I closed my eyes and sighed, "Talk"

"Look, Rhi, I know I messed up with us, & i did some damage thats unfixable. But i want you to know that Brandy meant nothing to me, means nothing to me-" he tried to get close to me but I backed away.

"Wait what do you mean 'means nothing to you'? Dre for christ's sake, she's carrying your child." I shook my head. "Dre whats wrong with you? Its like I don't even know who you are anymore..."

"Rhi its you. Thats whats wrong with me. I need you. You're the one thing thats missing from my life." he said staring in my face without blinking. He was honest to death. No. No. I wont. I cannot take him back. I shook my head as I thought about our past. My eyes watered and I got mad all over again. I just covered my face. I felt him come towards me and my hand reacted on its own-out of pure anger- *SMACK*. My hand flew across his face in a split second. Didn't even realize I hit him hard until I felt my hand sting.

"I-" I started.

"No, I deserved it" his head was still turned in the direction I slapped him.

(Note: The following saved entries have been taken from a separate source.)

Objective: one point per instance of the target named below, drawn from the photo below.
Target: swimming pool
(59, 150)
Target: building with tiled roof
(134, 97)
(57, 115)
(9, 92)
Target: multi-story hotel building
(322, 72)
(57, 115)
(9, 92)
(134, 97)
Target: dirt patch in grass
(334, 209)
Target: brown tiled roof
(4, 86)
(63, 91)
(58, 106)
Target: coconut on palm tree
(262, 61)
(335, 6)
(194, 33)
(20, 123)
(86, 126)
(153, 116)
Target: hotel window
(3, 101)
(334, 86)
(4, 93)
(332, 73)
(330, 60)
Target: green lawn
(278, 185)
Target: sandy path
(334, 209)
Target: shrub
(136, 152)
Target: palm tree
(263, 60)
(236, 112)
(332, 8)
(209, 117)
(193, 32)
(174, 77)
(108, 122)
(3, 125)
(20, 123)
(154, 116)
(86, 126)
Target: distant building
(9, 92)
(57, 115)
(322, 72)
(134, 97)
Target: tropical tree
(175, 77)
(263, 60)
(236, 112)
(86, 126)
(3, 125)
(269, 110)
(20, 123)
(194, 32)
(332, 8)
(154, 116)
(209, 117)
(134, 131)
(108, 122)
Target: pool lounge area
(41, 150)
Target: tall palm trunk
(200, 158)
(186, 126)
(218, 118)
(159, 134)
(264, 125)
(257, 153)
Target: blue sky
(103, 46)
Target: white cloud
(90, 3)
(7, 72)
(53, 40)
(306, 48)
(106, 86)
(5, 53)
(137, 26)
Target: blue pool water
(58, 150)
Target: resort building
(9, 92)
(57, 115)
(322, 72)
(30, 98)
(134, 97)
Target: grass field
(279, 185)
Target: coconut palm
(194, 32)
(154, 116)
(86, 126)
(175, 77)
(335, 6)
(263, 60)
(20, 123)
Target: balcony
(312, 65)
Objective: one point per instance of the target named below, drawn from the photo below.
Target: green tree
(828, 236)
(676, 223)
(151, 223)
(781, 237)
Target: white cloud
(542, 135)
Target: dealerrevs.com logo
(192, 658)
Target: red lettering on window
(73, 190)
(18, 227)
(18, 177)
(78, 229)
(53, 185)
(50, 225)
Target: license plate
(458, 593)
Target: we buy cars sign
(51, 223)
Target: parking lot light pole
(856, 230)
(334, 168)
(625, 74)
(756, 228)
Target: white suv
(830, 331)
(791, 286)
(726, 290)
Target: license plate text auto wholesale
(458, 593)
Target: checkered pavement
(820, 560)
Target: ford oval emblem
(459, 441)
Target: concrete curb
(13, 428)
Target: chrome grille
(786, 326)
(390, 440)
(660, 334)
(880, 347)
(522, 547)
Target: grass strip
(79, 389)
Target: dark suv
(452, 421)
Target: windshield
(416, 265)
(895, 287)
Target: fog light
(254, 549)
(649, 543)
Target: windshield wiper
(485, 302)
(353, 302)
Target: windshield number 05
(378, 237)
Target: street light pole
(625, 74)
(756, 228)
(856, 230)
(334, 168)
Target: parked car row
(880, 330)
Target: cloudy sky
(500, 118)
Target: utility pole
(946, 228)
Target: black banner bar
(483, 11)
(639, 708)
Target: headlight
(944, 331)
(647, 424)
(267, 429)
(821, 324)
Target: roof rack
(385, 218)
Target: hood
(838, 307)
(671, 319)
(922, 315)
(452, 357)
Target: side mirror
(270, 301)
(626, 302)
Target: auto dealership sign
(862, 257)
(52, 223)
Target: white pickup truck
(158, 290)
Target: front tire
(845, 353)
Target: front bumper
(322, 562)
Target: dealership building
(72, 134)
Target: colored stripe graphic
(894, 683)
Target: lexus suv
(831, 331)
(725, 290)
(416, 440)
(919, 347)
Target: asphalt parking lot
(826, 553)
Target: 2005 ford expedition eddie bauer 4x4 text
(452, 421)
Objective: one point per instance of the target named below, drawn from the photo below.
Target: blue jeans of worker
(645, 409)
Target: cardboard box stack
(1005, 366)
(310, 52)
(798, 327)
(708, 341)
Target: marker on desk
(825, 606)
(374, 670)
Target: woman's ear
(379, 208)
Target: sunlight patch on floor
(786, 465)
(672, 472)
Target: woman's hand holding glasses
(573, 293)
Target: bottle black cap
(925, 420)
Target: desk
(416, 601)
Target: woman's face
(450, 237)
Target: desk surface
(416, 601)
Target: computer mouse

Damn right. "I loved you..." was all I could get out with out bawling. He turned his head towards me finally. He got close enough to me to hold my face up to him and said, "I know. I did too. Rhi, I still do"

When I heard those words I slapped his hand off of my face and turned away to go upstairs. He grabbed my arm. I paused for long moment. After a while, I finally looked up at him and said, "Let go, Dre" I gave him a death stare and he let me go. I hurried and ran upstairs to my room and shut the door. I looked out the window and watched him drive off. I sighed and looked in my mirror. My eyes and nose was red. My face was wet. My hair was everywhere. I looked a mess. I felt worse. I looked down and stared at the ring that sat on my dresser. I picked it up and held it between my fingers. I thought about all of the things it use to mean to me. All of the things it didn't live up to. Promises were broken. Hearts were broken.